Big stores changed things. “You can’t compete with Home Depot and Walmart,” she said. The key to her success over almost four decades? “You have to be persistent and you have to be here. I’m here from 9 to 5, Monday through Saturday.” She isn’t envious of young new business owners. “Times are tough,” she said. “I’m planning for retirement in the near future.”
Selling an experience
The Pig Hill Inn is a Cold Spring bed-and-breakfast. Unlike many of her fellow business owners, Vera Keil didn’t move to Cold Spring to set up shop. “We moved here in 1978 because I wanted my son to be born here. I didn’t buy the inn until 1998.” A native of Prague, in the Czech Republic, Keil describes the inn’s peak season of April through November as “crazy.” As for winter, “We kind of look forward to it,” she said. She explained that the inn still books to capacity on weekends, but the slower weekdays are a time to catch up on work that can’t be done during peak period.
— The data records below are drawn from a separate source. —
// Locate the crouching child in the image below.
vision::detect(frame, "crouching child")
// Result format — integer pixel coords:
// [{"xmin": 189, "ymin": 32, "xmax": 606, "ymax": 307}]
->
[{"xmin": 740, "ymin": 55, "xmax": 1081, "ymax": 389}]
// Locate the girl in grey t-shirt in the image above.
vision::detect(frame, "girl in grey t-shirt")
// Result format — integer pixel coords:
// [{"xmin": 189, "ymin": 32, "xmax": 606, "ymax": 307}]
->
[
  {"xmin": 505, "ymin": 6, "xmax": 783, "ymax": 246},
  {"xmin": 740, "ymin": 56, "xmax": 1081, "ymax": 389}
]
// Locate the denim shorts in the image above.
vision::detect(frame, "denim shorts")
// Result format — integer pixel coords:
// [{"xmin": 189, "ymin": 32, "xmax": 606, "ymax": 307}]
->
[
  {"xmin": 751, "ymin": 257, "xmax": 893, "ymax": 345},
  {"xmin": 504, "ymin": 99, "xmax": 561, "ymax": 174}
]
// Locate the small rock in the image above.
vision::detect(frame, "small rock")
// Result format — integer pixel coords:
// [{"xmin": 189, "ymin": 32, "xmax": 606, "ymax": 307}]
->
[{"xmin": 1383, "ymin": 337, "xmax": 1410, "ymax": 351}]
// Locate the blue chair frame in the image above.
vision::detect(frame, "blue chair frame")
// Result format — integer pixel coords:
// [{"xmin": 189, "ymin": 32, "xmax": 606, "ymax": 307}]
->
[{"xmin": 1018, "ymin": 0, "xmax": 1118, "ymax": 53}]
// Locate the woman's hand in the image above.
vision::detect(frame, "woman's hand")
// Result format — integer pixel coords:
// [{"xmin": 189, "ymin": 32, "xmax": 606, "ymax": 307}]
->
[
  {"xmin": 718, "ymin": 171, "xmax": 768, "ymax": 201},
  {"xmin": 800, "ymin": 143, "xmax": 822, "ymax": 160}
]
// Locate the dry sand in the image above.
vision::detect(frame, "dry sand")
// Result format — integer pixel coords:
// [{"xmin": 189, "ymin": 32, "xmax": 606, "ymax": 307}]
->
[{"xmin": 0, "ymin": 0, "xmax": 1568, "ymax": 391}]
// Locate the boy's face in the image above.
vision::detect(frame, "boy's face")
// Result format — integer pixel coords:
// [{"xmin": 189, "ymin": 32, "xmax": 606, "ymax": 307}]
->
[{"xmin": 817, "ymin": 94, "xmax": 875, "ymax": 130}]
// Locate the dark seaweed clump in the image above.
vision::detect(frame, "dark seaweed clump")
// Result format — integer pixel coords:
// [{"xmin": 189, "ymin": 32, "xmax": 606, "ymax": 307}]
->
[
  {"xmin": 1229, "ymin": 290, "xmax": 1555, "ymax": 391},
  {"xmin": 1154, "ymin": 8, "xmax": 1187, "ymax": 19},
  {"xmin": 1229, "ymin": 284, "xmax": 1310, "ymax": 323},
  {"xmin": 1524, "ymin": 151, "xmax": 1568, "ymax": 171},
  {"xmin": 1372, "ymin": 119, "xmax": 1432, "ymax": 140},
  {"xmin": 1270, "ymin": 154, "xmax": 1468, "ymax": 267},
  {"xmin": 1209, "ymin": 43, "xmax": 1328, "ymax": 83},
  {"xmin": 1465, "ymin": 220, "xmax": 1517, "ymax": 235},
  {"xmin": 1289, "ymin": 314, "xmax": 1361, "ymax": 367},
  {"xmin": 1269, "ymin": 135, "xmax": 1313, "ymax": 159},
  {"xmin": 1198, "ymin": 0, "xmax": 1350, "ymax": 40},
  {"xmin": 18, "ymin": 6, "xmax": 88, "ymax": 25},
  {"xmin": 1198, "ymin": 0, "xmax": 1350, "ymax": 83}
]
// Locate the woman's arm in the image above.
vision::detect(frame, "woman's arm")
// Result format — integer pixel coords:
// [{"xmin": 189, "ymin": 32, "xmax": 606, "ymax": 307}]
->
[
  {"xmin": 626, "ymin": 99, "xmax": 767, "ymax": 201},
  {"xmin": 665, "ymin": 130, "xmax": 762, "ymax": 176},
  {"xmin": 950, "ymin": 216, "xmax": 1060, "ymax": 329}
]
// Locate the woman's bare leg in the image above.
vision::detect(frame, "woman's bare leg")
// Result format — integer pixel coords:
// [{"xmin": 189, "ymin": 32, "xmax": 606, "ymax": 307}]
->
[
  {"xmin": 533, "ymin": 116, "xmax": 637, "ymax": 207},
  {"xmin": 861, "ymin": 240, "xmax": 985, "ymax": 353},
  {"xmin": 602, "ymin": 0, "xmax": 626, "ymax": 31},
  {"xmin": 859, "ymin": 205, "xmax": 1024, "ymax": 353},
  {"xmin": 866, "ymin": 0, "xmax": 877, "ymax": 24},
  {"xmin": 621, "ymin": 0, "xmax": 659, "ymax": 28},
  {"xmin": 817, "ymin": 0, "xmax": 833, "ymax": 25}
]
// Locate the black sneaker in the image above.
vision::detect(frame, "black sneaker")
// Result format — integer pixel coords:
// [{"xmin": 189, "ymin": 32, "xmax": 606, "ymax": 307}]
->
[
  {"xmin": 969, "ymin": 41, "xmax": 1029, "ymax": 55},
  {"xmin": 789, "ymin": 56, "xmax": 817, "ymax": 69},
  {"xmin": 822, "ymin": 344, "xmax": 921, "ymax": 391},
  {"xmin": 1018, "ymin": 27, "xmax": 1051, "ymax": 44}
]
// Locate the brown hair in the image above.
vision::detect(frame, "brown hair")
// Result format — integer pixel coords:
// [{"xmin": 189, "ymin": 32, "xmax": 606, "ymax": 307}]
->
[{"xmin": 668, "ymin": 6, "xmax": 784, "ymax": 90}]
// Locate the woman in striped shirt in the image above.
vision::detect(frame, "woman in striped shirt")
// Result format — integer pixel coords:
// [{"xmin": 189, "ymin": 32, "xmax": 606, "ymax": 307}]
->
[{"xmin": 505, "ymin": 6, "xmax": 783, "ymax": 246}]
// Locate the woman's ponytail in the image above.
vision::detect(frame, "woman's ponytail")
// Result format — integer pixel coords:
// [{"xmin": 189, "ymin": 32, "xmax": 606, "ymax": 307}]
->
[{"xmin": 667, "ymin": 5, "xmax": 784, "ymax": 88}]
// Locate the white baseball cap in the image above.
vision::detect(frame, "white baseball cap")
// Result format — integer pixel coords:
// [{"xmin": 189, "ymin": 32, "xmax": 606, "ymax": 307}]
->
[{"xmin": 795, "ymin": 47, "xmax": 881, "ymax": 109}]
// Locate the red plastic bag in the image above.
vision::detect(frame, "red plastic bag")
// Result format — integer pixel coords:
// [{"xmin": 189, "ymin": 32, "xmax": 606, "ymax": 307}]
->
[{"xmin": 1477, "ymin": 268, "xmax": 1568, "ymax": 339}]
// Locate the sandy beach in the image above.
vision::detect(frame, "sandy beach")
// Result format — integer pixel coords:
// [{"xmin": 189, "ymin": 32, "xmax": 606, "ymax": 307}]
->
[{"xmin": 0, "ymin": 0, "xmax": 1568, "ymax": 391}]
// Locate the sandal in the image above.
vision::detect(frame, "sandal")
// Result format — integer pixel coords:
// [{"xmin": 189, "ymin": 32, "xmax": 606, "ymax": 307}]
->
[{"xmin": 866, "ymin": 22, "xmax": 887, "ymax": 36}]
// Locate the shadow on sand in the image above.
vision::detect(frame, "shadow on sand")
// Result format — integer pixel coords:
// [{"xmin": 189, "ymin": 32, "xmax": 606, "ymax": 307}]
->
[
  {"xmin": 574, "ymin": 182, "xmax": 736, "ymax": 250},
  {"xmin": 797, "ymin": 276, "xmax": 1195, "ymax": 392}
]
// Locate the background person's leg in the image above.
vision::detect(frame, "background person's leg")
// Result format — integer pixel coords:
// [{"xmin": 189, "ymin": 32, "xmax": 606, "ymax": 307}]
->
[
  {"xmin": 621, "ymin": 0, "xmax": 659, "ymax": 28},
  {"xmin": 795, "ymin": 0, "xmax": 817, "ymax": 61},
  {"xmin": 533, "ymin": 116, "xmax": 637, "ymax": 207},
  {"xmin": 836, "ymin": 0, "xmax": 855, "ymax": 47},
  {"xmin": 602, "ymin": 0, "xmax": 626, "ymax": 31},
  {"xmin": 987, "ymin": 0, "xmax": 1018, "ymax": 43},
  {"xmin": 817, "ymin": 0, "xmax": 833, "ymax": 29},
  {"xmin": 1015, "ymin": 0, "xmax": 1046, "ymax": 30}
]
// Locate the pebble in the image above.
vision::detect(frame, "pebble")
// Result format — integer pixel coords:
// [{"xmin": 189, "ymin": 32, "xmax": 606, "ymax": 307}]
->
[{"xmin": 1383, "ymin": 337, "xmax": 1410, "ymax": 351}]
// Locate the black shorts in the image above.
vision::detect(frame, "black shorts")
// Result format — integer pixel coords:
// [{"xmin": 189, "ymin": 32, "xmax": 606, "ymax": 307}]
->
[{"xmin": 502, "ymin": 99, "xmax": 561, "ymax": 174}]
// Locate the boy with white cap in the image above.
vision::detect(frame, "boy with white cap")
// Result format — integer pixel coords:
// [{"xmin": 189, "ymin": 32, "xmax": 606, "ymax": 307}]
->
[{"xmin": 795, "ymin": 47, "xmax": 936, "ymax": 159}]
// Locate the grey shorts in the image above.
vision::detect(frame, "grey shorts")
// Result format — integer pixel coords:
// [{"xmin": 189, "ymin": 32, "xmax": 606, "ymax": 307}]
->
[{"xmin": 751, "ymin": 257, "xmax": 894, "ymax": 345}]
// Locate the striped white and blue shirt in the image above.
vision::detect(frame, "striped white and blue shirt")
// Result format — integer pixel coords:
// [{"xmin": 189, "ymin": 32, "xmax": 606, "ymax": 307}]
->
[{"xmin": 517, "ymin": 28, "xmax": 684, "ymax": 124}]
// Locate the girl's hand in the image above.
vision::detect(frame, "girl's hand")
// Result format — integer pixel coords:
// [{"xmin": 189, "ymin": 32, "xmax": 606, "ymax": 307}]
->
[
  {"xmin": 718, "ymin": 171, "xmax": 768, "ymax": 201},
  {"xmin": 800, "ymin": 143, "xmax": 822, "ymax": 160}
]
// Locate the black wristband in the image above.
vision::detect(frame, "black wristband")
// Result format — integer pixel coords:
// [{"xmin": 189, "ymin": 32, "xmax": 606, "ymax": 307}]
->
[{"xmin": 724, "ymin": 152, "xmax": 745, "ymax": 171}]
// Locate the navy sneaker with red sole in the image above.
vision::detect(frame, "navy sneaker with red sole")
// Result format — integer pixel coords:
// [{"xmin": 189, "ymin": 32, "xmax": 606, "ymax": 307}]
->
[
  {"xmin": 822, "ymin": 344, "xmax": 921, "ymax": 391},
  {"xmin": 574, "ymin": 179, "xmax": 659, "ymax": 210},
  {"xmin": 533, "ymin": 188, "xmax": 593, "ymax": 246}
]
Location has been a big plus. “We’re very fortunate to be so close to the train. It’s a big advantage,” she said.
Marketing has been a major factor in success. Keil said she sells an experience — an atmosphere that is “friendly and cozy, with great breakfasts and a staff willing to do almost anything for guests,” offering a place very different from a hotel. “People think of our inn as a home away from home.” That comfort-level means repeat customers. “Some people come here four or five times a year,” Keil said. Repeat business also means good word-of-mouth promotion. “It’s the best advertising you can get,” she said. Keil also pointed to the inn’s website and consistent, positive reviews on BedandBreakfast.com and Trip Advisor as being very helpful.
For Keil, there is no magic to success. “You have to work hard, be dedicated and friendly. Basically you just have to treat people the way you’d like to be treated.”